If Two on a Guillotine (1965) seems familiar, like one of William Castle’s early 1960s thrillers, please note it was directed by a different William… William Conrad. Conrad is perhaps best known from over 100 episodes each of Cannon (1971-76) and Jake & the Fatman (1987-1992), but in 1961, he was producing and directing films for Warner Bros. Further, Two on a Guillotine, My Blood Runs Cold (1965), and Brainstorm (1965) were purposeful efforts to compete with Castle.

It may have been too little, too late for Warner Bros. The movies were not successful and a fourth, The Thing at the Door, was never made. Two on a Guillotine is not familiar enough. For one thing, it’s way too long and is padded with a typical love story where the man, Val Henderson (Dean Jones), lies to the woman, Cassie Duquesne (Connie Stevens), to get close to her, but then really falls in love with her. When she finds out, she shuns him, but eventually takes him back for a happy ending.

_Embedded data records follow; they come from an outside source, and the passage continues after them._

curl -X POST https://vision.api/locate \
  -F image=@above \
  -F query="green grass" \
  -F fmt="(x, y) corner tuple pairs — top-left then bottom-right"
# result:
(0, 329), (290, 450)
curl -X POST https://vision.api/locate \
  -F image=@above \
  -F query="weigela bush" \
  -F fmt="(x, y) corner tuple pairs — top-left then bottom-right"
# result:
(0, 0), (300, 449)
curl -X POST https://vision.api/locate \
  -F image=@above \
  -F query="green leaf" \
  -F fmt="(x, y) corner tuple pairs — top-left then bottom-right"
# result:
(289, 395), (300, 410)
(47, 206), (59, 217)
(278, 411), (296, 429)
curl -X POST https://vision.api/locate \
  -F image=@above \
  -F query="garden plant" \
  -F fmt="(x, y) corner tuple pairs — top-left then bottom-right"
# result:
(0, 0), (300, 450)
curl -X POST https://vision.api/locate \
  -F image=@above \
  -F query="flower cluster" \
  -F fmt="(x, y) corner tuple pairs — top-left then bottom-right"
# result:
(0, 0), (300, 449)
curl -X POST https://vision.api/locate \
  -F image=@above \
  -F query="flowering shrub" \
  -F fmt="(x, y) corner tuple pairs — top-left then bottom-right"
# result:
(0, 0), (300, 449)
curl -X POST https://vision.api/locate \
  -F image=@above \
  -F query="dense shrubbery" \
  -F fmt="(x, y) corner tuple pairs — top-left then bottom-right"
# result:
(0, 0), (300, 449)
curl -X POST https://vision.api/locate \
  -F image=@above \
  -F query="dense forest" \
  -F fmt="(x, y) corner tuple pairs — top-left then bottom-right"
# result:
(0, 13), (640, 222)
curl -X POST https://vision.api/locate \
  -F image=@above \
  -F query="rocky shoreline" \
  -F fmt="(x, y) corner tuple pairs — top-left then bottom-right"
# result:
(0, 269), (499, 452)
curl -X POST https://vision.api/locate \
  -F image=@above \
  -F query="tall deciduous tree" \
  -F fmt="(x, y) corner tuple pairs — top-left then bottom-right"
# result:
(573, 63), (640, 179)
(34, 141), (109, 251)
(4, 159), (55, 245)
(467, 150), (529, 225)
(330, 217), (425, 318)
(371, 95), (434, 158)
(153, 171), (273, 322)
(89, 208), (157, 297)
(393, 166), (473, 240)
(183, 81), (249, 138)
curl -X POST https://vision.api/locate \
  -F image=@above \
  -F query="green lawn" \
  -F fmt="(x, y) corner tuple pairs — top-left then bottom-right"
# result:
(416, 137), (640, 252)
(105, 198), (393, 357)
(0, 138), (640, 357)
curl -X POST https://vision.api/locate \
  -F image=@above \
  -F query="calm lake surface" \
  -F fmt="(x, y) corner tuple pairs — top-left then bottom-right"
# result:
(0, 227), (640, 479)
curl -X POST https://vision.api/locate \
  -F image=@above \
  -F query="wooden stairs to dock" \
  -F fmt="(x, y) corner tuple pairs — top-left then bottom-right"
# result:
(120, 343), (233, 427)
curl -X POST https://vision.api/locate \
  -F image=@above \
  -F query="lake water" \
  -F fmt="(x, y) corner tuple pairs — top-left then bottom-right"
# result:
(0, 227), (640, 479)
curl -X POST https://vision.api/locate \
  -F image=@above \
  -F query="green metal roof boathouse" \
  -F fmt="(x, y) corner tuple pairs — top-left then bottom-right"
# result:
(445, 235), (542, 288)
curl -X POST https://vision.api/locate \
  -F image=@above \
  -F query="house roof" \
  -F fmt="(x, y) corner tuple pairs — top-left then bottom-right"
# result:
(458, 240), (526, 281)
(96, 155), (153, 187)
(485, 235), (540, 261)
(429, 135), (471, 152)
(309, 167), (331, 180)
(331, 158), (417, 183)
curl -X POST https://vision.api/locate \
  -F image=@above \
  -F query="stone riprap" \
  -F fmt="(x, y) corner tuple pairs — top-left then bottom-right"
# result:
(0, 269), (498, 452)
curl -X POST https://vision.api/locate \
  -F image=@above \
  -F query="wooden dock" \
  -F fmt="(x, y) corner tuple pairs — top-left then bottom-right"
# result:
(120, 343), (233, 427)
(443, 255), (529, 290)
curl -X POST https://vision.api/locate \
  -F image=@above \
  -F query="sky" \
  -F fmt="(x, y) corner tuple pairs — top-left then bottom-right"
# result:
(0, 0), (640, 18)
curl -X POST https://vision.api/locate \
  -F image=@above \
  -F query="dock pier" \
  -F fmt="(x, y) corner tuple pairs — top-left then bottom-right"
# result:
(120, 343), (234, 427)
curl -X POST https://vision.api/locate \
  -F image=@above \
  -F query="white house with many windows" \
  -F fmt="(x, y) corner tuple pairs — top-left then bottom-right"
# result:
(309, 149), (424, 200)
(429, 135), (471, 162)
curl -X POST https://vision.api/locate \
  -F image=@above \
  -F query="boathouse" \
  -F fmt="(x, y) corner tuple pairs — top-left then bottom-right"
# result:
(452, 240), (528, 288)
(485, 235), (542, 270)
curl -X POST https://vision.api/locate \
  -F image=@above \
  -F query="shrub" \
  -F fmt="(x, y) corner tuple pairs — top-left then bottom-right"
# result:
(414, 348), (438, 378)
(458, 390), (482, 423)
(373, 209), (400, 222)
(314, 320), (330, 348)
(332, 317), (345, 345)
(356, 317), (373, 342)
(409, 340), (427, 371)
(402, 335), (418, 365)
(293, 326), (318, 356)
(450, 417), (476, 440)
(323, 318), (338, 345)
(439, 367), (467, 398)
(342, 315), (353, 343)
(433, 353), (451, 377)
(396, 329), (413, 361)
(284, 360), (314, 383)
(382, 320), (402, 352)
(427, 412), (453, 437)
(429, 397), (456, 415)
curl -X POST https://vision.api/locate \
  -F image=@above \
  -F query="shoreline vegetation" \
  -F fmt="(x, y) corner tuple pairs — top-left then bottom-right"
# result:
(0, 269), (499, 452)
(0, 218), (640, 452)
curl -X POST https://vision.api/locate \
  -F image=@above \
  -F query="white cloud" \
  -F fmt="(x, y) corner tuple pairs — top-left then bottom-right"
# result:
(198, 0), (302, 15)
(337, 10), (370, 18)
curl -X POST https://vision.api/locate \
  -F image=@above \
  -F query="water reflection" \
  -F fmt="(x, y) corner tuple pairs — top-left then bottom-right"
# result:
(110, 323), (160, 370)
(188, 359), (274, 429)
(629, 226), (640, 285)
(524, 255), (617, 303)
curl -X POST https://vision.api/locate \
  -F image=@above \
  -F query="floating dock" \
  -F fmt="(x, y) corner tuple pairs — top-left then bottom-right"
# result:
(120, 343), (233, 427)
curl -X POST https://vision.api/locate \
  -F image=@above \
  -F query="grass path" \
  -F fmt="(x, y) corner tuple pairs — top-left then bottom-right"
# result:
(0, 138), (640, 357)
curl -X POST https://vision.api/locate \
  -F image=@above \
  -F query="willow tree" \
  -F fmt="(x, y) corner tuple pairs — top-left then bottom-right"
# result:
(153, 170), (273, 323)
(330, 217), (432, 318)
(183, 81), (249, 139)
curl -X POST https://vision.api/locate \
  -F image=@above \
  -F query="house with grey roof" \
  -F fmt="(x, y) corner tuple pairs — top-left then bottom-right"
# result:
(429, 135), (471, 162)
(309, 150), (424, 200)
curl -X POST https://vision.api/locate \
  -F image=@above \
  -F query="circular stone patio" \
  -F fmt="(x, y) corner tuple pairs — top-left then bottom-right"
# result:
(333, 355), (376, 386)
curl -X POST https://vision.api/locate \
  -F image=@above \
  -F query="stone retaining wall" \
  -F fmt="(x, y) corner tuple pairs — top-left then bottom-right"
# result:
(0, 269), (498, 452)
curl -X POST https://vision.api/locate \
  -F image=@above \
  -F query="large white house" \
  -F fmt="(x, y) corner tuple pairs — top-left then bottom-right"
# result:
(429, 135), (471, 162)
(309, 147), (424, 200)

In this respect, I’d categorize Two on a Guillotine as strictly a romantic… not comedy, but thriller, I guess. Nevertheless, I enjoyed it. It was nice to see the drama of the story in detail instead of painted in broad strokes to give the movie a 90-minute running time. Plus, the circumstance of the romance are, if not scary, certainly creepy, especially at the end when -spoiler alert- ‘Duke’ Duquesne (Cesar Romero) confuses his daughter for his wife and tries to make the moves on her.

You see, Duke was a vaudeville magician and his wife, Melinda (also played by Connie Stevens) was his assistant. When she disappeared, he went into retirement, never knowing his daughter, Cassie. Years later, when Cassie is grown and the spitting image of her mother, she attends his funeral and learns she will be his sole heir if she spends a week in his old dark house until he returns from the grave to greet her.

Depending on your experience with such films, you know someone is going to try to drive Cassie from the house. It could be Duke’s press agent, ‘Buzz’ Sheridan (Parley Baer), or his devoted assistant, Dolly Bast (Virginia Gregg.) The inheritance will be split between them if Cassie doesn’t honor Duke’s wishes. They seem too obvious, though, especially when Val accuses them in strong fashion.

Could it be that Duke will return, performing the ultimate magic trick? Is his ghost haunting the house and Cassie? Or is something else rattling chains and otherwise causing things to go bump in the night? Two on a Guillotine is fun, just a little padded, which dilutes the suspense. The characters are likable and the actors portraying them appealing. Romero is perfect as the potentially diabolic magician.

Stevens is… pretty. Jones makes the movie lean toward comedy for me. Later that year, he’d be “discovered” by Disney and turn into one of their regular and most reliable stars after That Darn Cat! was successful. My favorite is Virginia Gregg, whose Dolly is a hot mess. She may sound familiar from another little thriller to which either William can only aspire…she was the voice of Mrs. Bates in Alfred Hitchcock’s Psycho (1960.)